Probability Frameworks — Cross-Cutting Comparison
This note compares the philosophical and operational frameworks for reasoning under uncertainty — frequentist, Bayesian (subjective + objective), likelihoodist, information-theoretic, causal, measure-theoretic, max-entropy — across every probability/statistics note in the Math library.

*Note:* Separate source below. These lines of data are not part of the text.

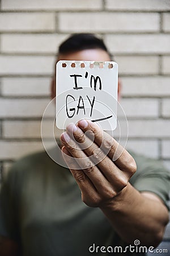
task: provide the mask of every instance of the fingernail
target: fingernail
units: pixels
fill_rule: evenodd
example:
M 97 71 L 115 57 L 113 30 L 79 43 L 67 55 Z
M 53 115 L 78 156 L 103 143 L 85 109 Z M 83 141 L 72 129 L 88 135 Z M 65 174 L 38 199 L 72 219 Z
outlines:
M 79 122 L 79 126 L 81 127 L 82 128 L 86 128 L 88 126 L 88 122 L 86 120 L 83 119 L 83 120 L 80 120 Z
M 70 141 L 70 137 L 67 133 L 63 133 L 61 136 L 61 138 L 63 141 L 65 141 L 66 142 L 69 142 Z
M 74 133 L 77 130 L 76 126 L 74 125 L 73 123 L 70 123 L 66 127 L 66 129 L 67 131 L 71 131 L 71 133 Z

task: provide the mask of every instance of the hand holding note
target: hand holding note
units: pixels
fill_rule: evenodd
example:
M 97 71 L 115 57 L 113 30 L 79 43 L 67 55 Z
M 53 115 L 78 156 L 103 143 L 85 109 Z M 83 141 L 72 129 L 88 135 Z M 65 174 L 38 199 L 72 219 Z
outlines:
M 70 124 L 61 138 L 64 159 L 82 191 L 83 201 L 92 207 L 114 203 L 136 171 L 133 157 L 89 121 Z M 119 157 L 113 162 L 115 154 Z
M 57 64 L 56 73 L 56 124 L 59 129 L 65 129 L 70 122 L 75 123 L 84 118 L 100 122 L 103 130 L 116 129 L 117 63 L 61 60 Z

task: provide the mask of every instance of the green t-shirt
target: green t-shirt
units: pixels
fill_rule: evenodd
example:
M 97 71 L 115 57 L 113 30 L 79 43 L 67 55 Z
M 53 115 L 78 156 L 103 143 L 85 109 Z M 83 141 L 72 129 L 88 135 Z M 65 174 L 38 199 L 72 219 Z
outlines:
M 166 204 L 169 172 L 159 161 L 132 155 L 137 171 L 131 184 L 156 193 Z M 114 247 L 122 243 L 100 209 L 82 201 L 69 170 L 46 152 L 16 162 L 1 190 L 0 235 L 19 243 L 23 256 L 87 256 L 95 255 L 88 250 L 94 244 Z

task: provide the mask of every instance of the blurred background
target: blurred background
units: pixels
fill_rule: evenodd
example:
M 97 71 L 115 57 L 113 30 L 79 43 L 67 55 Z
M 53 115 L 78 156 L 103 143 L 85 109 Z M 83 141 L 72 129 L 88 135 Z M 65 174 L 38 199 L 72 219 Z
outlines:
M 42 149 L 57 47 L 82 32 L 103 38 L 119 65 L 128 148 L 170 169 L 169 0 L 1 0 L 0 7 L 1 173 Z

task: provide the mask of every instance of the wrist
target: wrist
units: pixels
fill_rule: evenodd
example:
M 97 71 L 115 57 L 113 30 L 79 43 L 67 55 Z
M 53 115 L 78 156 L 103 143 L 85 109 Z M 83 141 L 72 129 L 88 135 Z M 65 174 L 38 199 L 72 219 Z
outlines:
M 121 211 L 125 206 L 130 203 L 131 199 L 132 190 L 134 188 L 128 183 L 118 194 L 113 199 L 104 202 L 99 208 L 102 211 Z

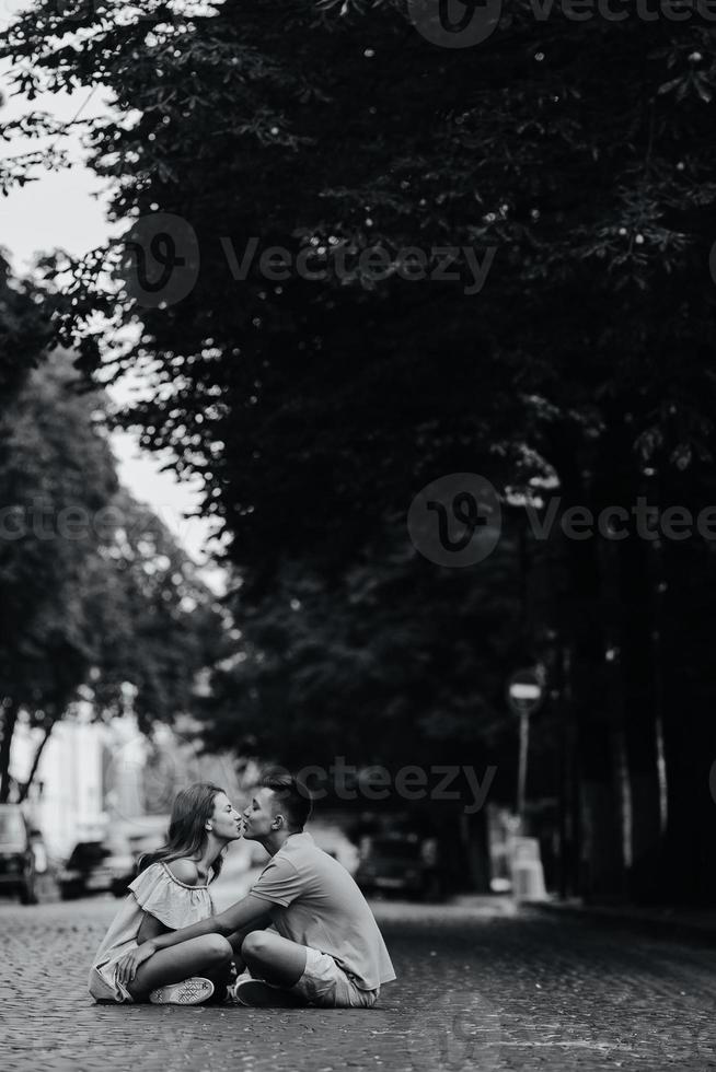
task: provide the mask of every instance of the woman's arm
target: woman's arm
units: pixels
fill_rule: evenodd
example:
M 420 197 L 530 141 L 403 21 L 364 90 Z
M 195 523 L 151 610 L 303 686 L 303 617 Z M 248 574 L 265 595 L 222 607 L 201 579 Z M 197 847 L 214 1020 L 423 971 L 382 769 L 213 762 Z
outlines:
M 159 937 L 160 934 L 166 934 L 169 928 L 161 923 L 155 916 L 152 916 L 151 912 L 145 912 L 145 918 L 141 921 L 137 935 L 137 945 L 142 945 L 145 942 L 151 941 L 151 939 Z
M 169 949 L 180 942 L 188 942 L 189 939 L 201 937 L 204 934 L 223 934 L 228 939 L 235 931 L 249 928 L 265 914 L 266 901 L 262 897 L 247 894 L 220 916 L 210 916 L 209 919 L 193 923 L 192 927 L 183 927 L 181 931 L 168 931 L 166 934 L 148 939 L 138 948 L 125 953 L 117 960 L 117 979 L 131 982 L 137 969 L 159 949 Z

Read the dimension tables first; the closing decision tree picks a framework by data size, prior availability, decision need, and reporting requirement.
See also
- probability-fundamentals
- probability-distributions
- hypothesis-testing-mle
- bayesian-inference
- causal-inference
- measure-theory-and-integration
- information-theory
- mcmc-sampling
- variational-inference
- markov-chains-and-hmm
- copulas-and-dependence
- gaussian-processes
- probability-distribution-zoo
- sampling-algorithms-catalog
- statistical-distributions-catalog-extended
1. The eight frameworks
foundational inferential decision / pragmatic
| | |
measure-theoretic frequentist Bayesian decision theory
(Kolmogorov 1933) (Neyman-Pearson) (Lindley, Berger)
(Fisher likelihood + MLE)
Cox theorem Bayesian (subjective) causal (Pearl do-calc, Rubin PO)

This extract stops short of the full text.